When I see some customer satisfaction surveys, I can’t help but hear that memorable Rolling Stones song title: “I Can't Get No Satisfaction”
What most offends me are those scales that use "expectations" as a key criterion, e.g., "Exceeded My Expectations" at one end to something like "Failed to Meet My Expectations" at the other end. At E-RM, two major objections prohibit use of this approach:
- Unless I know what your customers' expectations are, how do I know how to interpret their responses to this scale?

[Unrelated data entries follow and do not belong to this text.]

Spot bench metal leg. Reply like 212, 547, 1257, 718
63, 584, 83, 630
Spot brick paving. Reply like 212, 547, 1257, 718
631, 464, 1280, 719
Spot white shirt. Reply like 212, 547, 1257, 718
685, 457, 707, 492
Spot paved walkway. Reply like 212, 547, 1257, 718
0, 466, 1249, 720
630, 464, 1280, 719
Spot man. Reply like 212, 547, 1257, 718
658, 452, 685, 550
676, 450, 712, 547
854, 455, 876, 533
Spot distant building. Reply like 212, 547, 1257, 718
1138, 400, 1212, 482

- Over time, a customer becomes accustomed to the level and quality of a brand's product, service, or the service itself. Thus, by definition, that customer's response should trend toward the mid-point of this scale, usually labeled "Met Expectations.”

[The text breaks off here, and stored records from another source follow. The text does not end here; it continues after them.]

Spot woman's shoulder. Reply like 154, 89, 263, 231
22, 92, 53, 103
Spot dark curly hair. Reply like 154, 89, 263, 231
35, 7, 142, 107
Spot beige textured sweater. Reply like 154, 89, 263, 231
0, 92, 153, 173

My most fundamental problem with this line of inquiry/measurement method is the vast amount of unknowns it embraces—indeed, it welcomes them! Questions abound as to what the firm’s long term goal is and whether exceeding expectations means something totally good (e.g., genuinely, pleasantly surprising and impressing the customer) or indicates some mismatch of customer communications and targeting.
Data interpretation is tough enough without adding to the ambiguity with all these unknowns (or are they “unknown unknowns”?)…
Ironically, a similar dilemma may inhibit the opposite result: ratings of a failure to meet expectations. Did the product (or service) really fail to deliver, or were customers misinformed about the level of service or product quality to “expect”? Data interpretation is tough enough without adding to the ambiguity with all these unknowns (or are they “unknown unknowns”?). My hope is that, now, they are at least “known unknowns.”
So, as a criterion measure for “satisfaction,” the expectations scale only adds to the problem. Can we please banish it forthwith?